Перчик — это удача! — решил ободрившийся Обновленский. В пиковом положении чрезвычайно важно иметь рядом опытного советника, которому можно довериться. Стоп!.. Игорь, ты сошел с ума! А если он провокатор? Нет, это чушь собачья! Но не следует забывать, что слепо доверяться малознакомым людям могут лишь круглые дураки. Он, Обновленский, использует Перчика где только можно, а выворачиваться перед ним наизнанку поостережется. К чему откровенничать с Перчиком? Подчеркнуто вежливо обратившись к нему и получив в обмен на одного «Аркадия Самойловича» залп из трех «Игорей Петровичей», Обновленский быстро распознал слабость старого махинатора, который оказался падким на церемонное обращение. Правда, у Перчика нет-нет да и прорывается наружу донельзя шпанистая вульгарность, но, исходя из сугубо практических соображений, придется закрыть глаза на это... Игорь Петрович обязан быть дипломатом, от этого у него не убудет. А пока надо внимательнейшим образом обдумать расположение фигур на шахматной доске. После хода белых он попал в камеру, и его позиция заметно ухудшилась, но еще не все потеряно.

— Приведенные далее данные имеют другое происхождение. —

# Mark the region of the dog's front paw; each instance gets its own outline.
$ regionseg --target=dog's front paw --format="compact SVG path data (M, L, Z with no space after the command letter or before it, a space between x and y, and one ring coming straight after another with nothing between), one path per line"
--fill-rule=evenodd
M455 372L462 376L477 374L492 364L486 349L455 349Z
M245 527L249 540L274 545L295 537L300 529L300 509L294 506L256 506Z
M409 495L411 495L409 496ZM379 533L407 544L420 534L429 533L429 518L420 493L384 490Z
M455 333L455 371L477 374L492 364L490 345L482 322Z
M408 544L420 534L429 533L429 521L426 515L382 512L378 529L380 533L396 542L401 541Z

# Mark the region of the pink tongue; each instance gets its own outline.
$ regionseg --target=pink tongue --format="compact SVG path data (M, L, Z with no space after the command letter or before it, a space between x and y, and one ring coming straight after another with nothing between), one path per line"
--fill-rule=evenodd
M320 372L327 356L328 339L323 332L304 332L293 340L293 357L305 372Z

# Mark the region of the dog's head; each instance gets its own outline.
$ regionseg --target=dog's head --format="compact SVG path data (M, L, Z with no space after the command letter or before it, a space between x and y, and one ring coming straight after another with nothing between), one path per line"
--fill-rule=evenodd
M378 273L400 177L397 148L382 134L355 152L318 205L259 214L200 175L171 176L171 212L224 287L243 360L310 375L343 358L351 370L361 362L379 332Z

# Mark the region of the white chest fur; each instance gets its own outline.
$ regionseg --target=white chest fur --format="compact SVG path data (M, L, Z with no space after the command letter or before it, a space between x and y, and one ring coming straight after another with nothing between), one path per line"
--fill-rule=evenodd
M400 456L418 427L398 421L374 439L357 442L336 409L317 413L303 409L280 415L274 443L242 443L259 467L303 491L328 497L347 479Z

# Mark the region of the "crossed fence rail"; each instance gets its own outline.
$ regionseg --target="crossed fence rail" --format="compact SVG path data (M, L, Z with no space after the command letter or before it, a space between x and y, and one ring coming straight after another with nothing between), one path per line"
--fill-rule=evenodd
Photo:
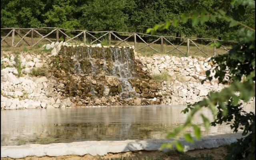
M42 34L40 34L39 32L39 30L42 29L50 29L51 30L50 32L47 34L46 35L44 36L42 35ZM96 42L100 42L100 43L102 42L102 41L101 40L102 38L104 37L108 36L108 40L111 43L111 36L114 36L115 38L121 41L121 42L114 44L114 46L116 46L120 45L122 43L125 43L126 45L130 46L130 45L128 43L128 40L131 38L133 38L133 40L134 41L134 48L136 51L138 51L141 50L143 48L145 48L146 47L149 47L151 50L154 50L154 51L156 52L163 52L164 51L164 41L166 41L166 43L167 42L167 44L168 45L170 45L171 46L173 47L173 48L172 50L166 51L166 53L170 52L171 52L173 51L174 50L178 50L179 52L183 54L188 54L188 55L193 55L195 54L196 53L199 52L201 52L203 54L205 54L207 56L209 56L207 54L207 53L206 53L203 50L204 49L206 48L207 46L210 45L211 44L213 43L215 43L216 42L218 41L220 41L219 40L216 40L214 39L211 38L181 38L181 37L177 37L175 36L158 36L158 35L151 35L149 34L147 34L141 33L130 33L130 32L116 32L114 31L101 31L101 32L91 32L88 31L86 30L69 30L66 29L61 28L52 28L52 27L44 27L44 28L1 28L1 31L4 30L10 30L10 31L3 38L2 38L1 36L1 42L4 42L8 46L12 46L13 47L16 47L17 46L20 44L21 41L22 40L24 41L26 43L28 46L34 46L36 44L38 44L39 42L41 42L43 40L47 40L50 42L52 42L52 41L50 40L49 38L48 38L47 37L49 36L50 34L52 34L53 32L55 32L56 36L56 42L58 42L59 40L59 34L60 33L63 34L63 36L65 38L65 39L66 38L67 38L67 40L64 40L66 42L68 42L70 41L73 41L74 42L75 42L75 39L76 38L78 38L79 36L82 37L83 40L85 42L86 40L86 38L88 36L90 36L91 38L93 40L90 43L90 44L93 44L94 43ZM25 32L25 34L24 34L23 36L20 34L20 30L28 30L28 31L27 32ZM78 34L77 34L73 37L70 37L70 36L68 35L68 34L65 33L65 32L79 32ZM15 33L21 38L20 40L16 43L15 44L14 43L14 36L15 35ZM103 34L100 36L98 38L96 37L95 36L94 36L93 34L96 33L100 33L101 34ZM28 42L28 41L25 39L25 38L30 33L30 36L31 40L30 42ZM38 40L37 42L34 42L34 34L36 33L38 34L41 37L40 39ZM12 44L10 45L8 42L6 40L6 38L8 37L10 34L11 34L11 38L12 38ZM126 38L124 39L122 39L120 37L119 37L117 36L116 34L128 34L129 36L128 36ZM142 36L149 36L152 37L154 37L155 38L156 38L157 39L154 40L154 41L150 42L149 43L147 43L146 42L146 41L144 40L142 37ZM137 47L137 38L139 38L140 40L142 41L143 43L146 44L144 46L141 47L140 48L138 48ZM168 38L179 38L182 42L178 45L174 45L173 43L172 43L170 40L168 40ZM208 43L204 45L204 46L200 47L198 46L198 45L196 44L196 43L194 42L194 40L205 40L208 42ZM161 47L160 50L158 50L156 48L153 48L152 46L150 46L152 44L156 43L158 41L160 40L160 44L161 44ZM234 41L230 41L230 42L234 42ZM193 52L190 52L190 42L192 43L192 44L194 45L196 47L196 50L195 51L194 51ZM186 52L185 52L184 50L182 51L181 50L178 48L179 47L180 47L184 43L186 43ZM225 47L223 45L221 46L221 47L223 48L223 49L224 50L224 52L222 53L222 54L225 54L228 52L229 50L228 49L227 49L226 47ZM212 50L212 53L213 55L216 55L216 47L215 46L214 46L213 47L213 49Z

Поэтому надо без спешки подсчитать все ресурсы защиты и готовиться к отпору.
Прежде чем глубоко уйти в свои мысли, Обновленский снова посмотрел по сторонам. Сквозь слоистую пелену табачного дыма вырисовывался силуэт Перчика, сидевшего на унитазе с сигаретой в зубах, а напротив — бесстрастная маска Чингисхана. Седенков по-прежнему смотрел в окно, где виднелся крошечный кусочек неба, а на его лице блуждала бессмысленная улыбка.
— Блаженный! — презрительно подумал Обновленский. От страха, вероятно, сдвинулся по фазе и стоит на полпути к той мастерской, где Перчик организовал выпуск пластмассовых бигуди!

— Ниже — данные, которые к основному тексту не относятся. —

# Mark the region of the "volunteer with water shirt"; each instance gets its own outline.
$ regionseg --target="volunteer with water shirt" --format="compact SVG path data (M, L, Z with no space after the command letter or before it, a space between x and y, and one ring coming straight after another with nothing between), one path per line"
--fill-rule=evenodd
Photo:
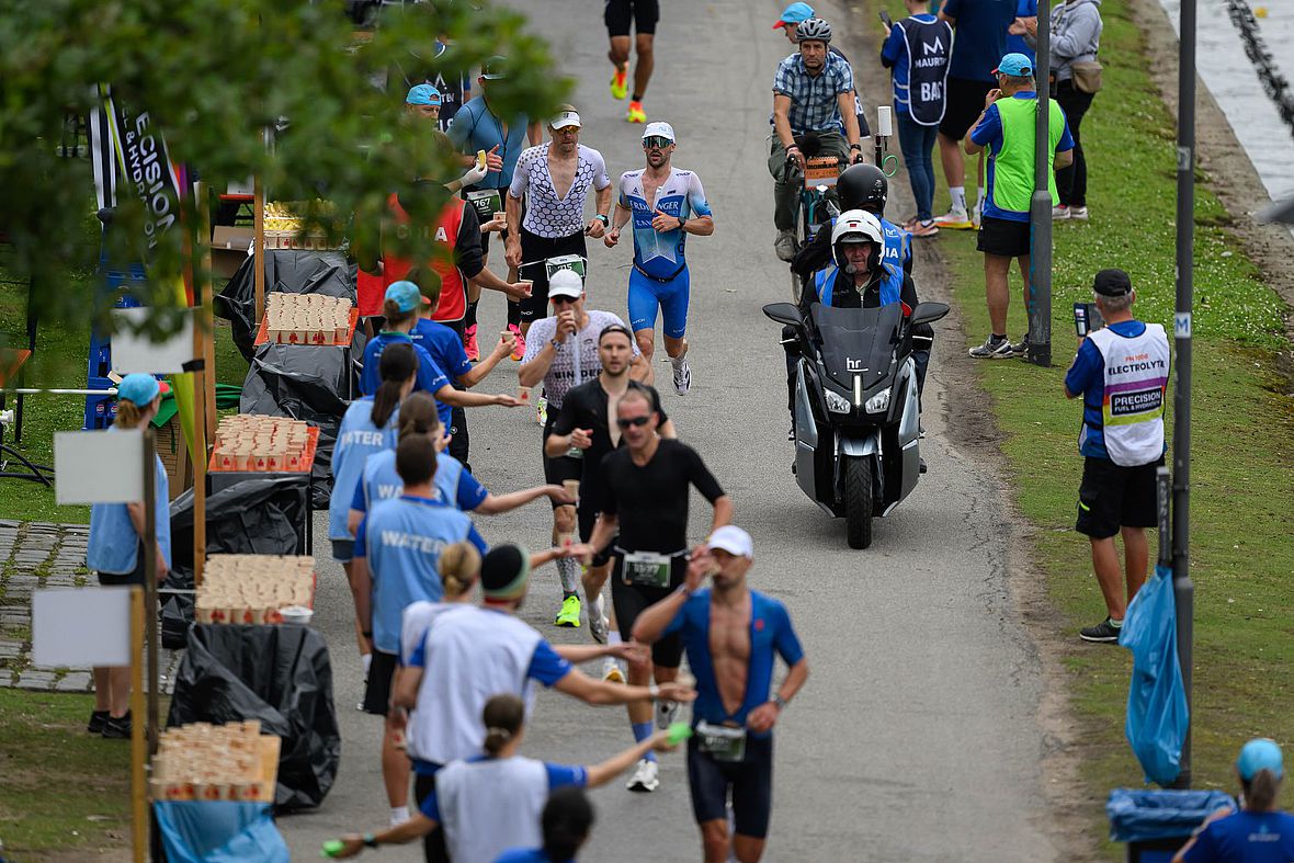
M472 542L481 552L485 541L471 519L441 501L432 485L436 448L424 436L406 437L396 448L396 471L404 485L400 497L373 507L356 532L353 573L356 615L362 635L373 640L373 665L364 709L386 716L391 683L400 653L404 609L414 602L437 602L443 587L436 562L454 542ZM409 818L409 759L396 748L389 731L382 743L382 776L391 803L391 822Z

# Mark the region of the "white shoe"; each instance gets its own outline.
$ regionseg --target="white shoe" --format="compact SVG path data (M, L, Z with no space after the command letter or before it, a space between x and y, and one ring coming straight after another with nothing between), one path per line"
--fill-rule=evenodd
M687 357L683 357L683 361L674 366L674 392L686 396L691 386L692 369L687 365Z
M638 792L651 792L660 788L660 769L656 766L656 762L647 761L646 758L639 761L638 769L634 770L634 775L625 783L625 788Z
M789 230L779 230L778 238L773 241L773 251L778 257L791 263L796 256L796 235Z

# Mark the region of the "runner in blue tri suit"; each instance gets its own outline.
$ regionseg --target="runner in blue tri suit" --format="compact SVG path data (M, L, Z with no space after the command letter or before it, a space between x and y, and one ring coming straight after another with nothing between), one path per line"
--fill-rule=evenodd
M692 383L685 338L690 282L683 245L687 234L713 234L714 217L700 177L670 166L674 141L674 128L669 123L647 124L643 132L647 167L621 175L612 228L603 242L608 248L620 242L620 229L633 219L629 325L647 360L644 382L655 379L651 358L656 351L659 305L665 317L665 353L674 366L674 391L682 396Z
M745 584L753 559L751 534L734 525L716 529L692 552L683 584L638 615L633 630L643 644L681 634L696 675L687 779L707 860L727 860L730 853L758 860L763 853L773 809L773 726L809 677L785 607ZM701 590L707 576L713 586ZM789 672L770 696L775 655Z

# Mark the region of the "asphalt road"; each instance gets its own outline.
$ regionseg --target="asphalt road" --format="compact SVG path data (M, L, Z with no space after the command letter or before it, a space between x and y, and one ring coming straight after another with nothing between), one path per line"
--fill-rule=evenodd
M624 104L607 92L600 4L514 5L542 10L534 26L553 41L563 70L580 80L581 142L602 150L613 176L639 167L642 127L624 123ZM936 345L923 441L930 472L877 521L870 550L849 550L844 523L828 520L791 475L779 330L760 313L763 303L787 299L788 286L771 251L773 184L765 167L771 76L788 53L782 35L770 31L780 6L773 0L663 5L646 107L651 118L673 123L675 164L700 173L717 223L713 237L688 242L694 383L686 397L665 392L666 406L681 436L732 497L735 523L754 537L751 582L785 602L811 668L778 727L766 859L1053 859L1038 769L1040 673L1008 593L1005 516L992 479L945 435L939 370L968 361L955 347L960 342L950 334ZM835 3L819 13L836 22L837 32L857 28ZM872 52L850 41L844 47L855 63L870 62ZM871 111L877 93L866 96ZM893 212L901 210L907 208ZM590 256L590 307L624 316L628 238L613 251L599 243ZM939 292L933 285L920 290L923 296ZM497 295L487 296L483 334L502 325L502 307ZM481 389L515 391L515 369L501 366ZM657 366L665 387L668 371ZM542 481L533 415L479 409L471 423L471 461L487 486L506 492ZM694 497L691 538L700 540L708 523L709 507ZM477 527L489 542L538 547L549 537L547 506L481 518ZM327 547L325 529L320 514L318 549ZM572 635L551 626L560 598L551 567L532 584L523 609L531 624L554 640L587 638L586 630ZM299 859L318 854L325 838L387 820L378 767L382 723L353 706L361 679L351 600L340 567L330 560L320 564L317 608L316 625L333 652L344 744L338 783L322 809L280 823ZM622 709L545 692L524 750L587 763L629 743ZM594 792L598 824L584 859L699 857L682 757L665 756L661 772L661 788L651 796L631 794L620 781ZM380 857L421 859L413 846L383 849Z

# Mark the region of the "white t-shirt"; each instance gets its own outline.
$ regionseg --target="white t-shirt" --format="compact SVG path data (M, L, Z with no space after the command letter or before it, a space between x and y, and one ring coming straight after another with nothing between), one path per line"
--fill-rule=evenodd
M582 144L575 180L565 198L558 198L549 173L549 145L541 144L524 150L512 172L512 185L507 193L514 198L525 195L525 217L521 226L536 237L569 237L584 230L584 199L589 186L602 191L611 185L607 163L602 154Z
M585 380L593 380L602 371L602 361L598 358L598 336L612 323L625 326L619 316L611 312L598 312L586 309L589 323L575 336L556 345L556 356L549 373L543 375L543 397L549 400L549 410L562 410L562 400L572 387L578 387ZM543 345L553 340L558 331L556 317L540 318L531 325L525 336L525 356L521 365L533 361L543 351ZM638 357L638 343L634 343L634 358Z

По натуре Игорь Петрович добр и отзывчив, так все говорят, но ему нисколько не жаль Седенкова. Наш мир прекрасен и в то же время чертовски жесток, в нем выживают только сильные личности, а всякая шваль живет лишь постольку, поскольку не пробил ее час. Как, скажем, насекомые, резво порхающие над магистральным шоссе. Разные там жучки, бабочки, стрекозы и прочие летающие твари. И так до тех пор, пока не промчится сверкающий автомобиль, который протаранит сотню или даже тысячу этих козявок и оставит их подыхать на асфальте с выпущенными наружу кишками. Чего же, спрашивается, их жалеть? Все равно они либо пойдут на обед птицам, либо дружно передохнут с наступлением осени. Такова жизнь... Поэтому лучше сосредоточиться на своих заботах.

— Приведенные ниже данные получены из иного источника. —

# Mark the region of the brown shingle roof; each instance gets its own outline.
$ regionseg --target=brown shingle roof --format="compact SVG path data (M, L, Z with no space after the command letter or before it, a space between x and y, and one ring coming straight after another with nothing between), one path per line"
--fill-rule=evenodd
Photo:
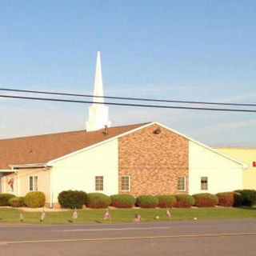
M23 137L0 140L0 169L9 165L45 163L89 146L119 135L146 123L108 128L96 131L66 133Z

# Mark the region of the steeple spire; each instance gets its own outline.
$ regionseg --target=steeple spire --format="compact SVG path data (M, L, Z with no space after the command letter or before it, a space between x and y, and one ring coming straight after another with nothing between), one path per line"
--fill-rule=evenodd
M86 122L87 131L102 129L106 126L108 127L110 126L110 122L108 120L108 107L104 105L104 98L95 97L104 96L101 54L99 51L97 52L94 96L94 103L89 107L89 120ZM101 102L103 104L94 102Z
M100 51L97 52L94 96L104 96ZM104 98L94 97L94 102L103 103ZM94 105L95 105L95 103L94 103Z

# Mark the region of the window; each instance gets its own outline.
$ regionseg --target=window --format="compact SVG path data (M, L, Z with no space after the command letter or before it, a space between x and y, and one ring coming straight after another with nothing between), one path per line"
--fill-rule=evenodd
M208 190L208 177L201 177L201 190Z
M130 176L122 176L121 190L130 191Z
M178 177L178 191L186 191L186 177Z
M38 190L38 176L30 176L30 191Z
M103 176L95 176L95 190L103 190Z

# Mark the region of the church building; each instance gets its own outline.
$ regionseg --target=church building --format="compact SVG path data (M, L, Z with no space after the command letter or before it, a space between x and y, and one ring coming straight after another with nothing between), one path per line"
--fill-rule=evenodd
M112 127L103 95L98 52L86 130L0 140L2 193L42 191L55 206L66 190L138 196L242 189L246 164L157 122Z

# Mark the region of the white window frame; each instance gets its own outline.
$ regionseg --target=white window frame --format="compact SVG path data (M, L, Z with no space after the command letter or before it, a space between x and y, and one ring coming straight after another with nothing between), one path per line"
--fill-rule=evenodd
M206 182L206 185L207 185L207 189L204 190L204 189L202 189L202 178L206 178L206 180L207 180L207 182ZM201 176L200 177L200 189L202 191L206 191L206 190L208 190L208 188L209 188L209 178L208 178L208 176Z
M122 177L128 177L128 190L122 190ZM122 175L121 176L121 191L122 192L130 192L130 175Z
M178 189L178 179L180 178L184 178L184 190L179 190ZM186 176L178 176L178 180L177 180L177 190L178 191L178 192L184 192L184 191L186 191Z
M30 178L32 178L32 190L30 190ZM35 178L36 178L36 186L35 186ZM38 191L38 176L37 175L30 175L29 176L29 191Z
M96 186L96 178L97 177L102 177L102 190L97 190ZM95 185L95 191L104 191L104 176L103 175L97 175L94 177L94 185Z

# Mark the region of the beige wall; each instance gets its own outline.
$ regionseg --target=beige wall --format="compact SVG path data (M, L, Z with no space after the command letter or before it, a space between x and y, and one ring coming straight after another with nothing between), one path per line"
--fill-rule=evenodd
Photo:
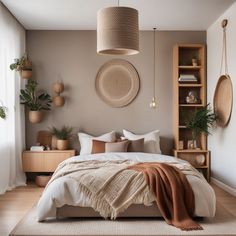
M63 108L53 108L41 124L26 121L27 146L36 133L51 125L70 125L94 135L123 128L137 133L160 129L162 148L172 148L172 48L176 43L205 43L203 31L160 31L157 33L157 99L152 110L153 32L140 33L141 53L113 57L96 53L95 31L28 31L27 52L34 63L34 79L52 94L52 83L62 79L67 97ZM141 87L136 99L124 108L111 108L97 96L94 88L98 69L112 58L130 61L140 75ZM78 144L76 144L78 146Z
M218 127L210 135L208 147L212 156L212 176L222 188L236 196L236 3L234 3L212 26L207 30L208 44L208 101L213 102L215 87L220 73L222 28L221 21L228 19L227 26L227 53L229 75L234 89L233 110L227 127ZM220 182L217 182L220 181Z

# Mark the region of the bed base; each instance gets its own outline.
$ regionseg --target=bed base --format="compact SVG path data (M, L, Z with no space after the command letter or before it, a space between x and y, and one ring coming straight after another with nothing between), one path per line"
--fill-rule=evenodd
M65 205L57 208L57 218L64 217L101 217L100 214L93 210L91 207L79 207ZM142 204L131 205L124 212L122 212L119 218L124 217L161 217L161 213L158 210L156 204L151 206L145 206Z

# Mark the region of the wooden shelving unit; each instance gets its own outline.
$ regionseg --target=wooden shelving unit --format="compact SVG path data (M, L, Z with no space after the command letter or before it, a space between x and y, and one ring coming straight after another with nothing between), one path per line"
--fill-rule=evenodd
M197 58L198 65L192 65ZM207 150L207 138L201 135L197 140L198 149L188 149L187 143L192 139L191 130L186 127L185 116L188 112L206 106L206 64L205 45L178 44L173 49L173 129L174 155L189 161L194 167L210 180L210 153ZM196 82L179 82L182 74L194 75ZM192 91L197 94L198 103L187 103L186 97ZM180 141L184 142L183 149ZM198 164L199 155L204 156L204 163ZM200 158L201 159L201 158Z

Итак, первое — как раздобыть информацию о позиции тех двадцати четырех пациенток, с которыми он не успел встретиться? Это, пожалуй, ключевая проблема, ибо Игорю Петровичу пока неизвестно точное число проходных пешек, находящихся в распоряжении капитана Кабанова. Думай, Игорь, думай, от того, как ты сумеешь разгадать эту загадку, зависит многое, слишком многое...
2
Седенков уже четвертый месяц содержался в следственном изоляторе, был старожилом и как-то пообвык. Привыкнуть к камере никак невозможно, а вот приспособиться человек может, считай, к любым условиям. Первый месяц молчал, как пень, на второй сделался разговорчивым, а на третий, как следствие закончилось, Колино настроение менялось по нескольку раз на дню. То тоска одолеет так, что тянет выть по-собачьи, то отпустит душу на часок-другой, и тогда видится ему июльский теплый денек, когда они семьей на огород ходили. Сам Николай в одних трусах, босой и пропотевший, окучивает картошку, Тоня в беленьком платочке полет грядки с клубникой и огурцами, а дочурка Настенька на крылечке сторожки с куклой своей играется. Земля с ночи как следует еще не прогрелась и приятно холодит ноги, а на сердце, считай, птицы поют на разные голоса, и работается в охотку, легко и сноровисто. А как припечет к полудню, они с Тоней друг дружку обливают из шланга. Настенька тоже смеется и под струю водяную залезть норовит. Да, было это и нет этого...
Прежде он боялся суда настолько, что отнимались ноги. Страшил его не приговор, а люди. В суде ведь тьма народу, а народ на него обозливши. На свидании — следователь Михаил Максимыч, спасибо ему, дозволил разок встретиться до суда — Тоня сказывала, что пенсионер Фадеич из квартиры напротив, тихий такой старичок, после того как побывал у них дома понятым при обыске, вконец рассвирепел и подбил народ писать самому главному судье, чтобы его, Колю Седенкова, расстрелять как бешеную собаку. А помимо того, сказывала Тоня, Настенька приходит из школы вся в слезах. Дети в классе с ней знаться не хотят, а Витя Головкин, Федора Сергеича из шестого сборочного сынок, плюнул ей в лицо и отсел за другую парту. Не желаю, дескать, с тобой рядышком сидеть, потому как папка твой палач и фашист... Тоня мыслила напрочь забрать Настеньку из той школы, да учительница Ирина Германовна отговорила. Дети — это дети, вскоре они, мол, все позабудут. Оттого-то все дни и ночи, сидя в камере, он жалел Тоню, а еще больше — Настеньку. Восемь годов девочке, кто ей папку заменит?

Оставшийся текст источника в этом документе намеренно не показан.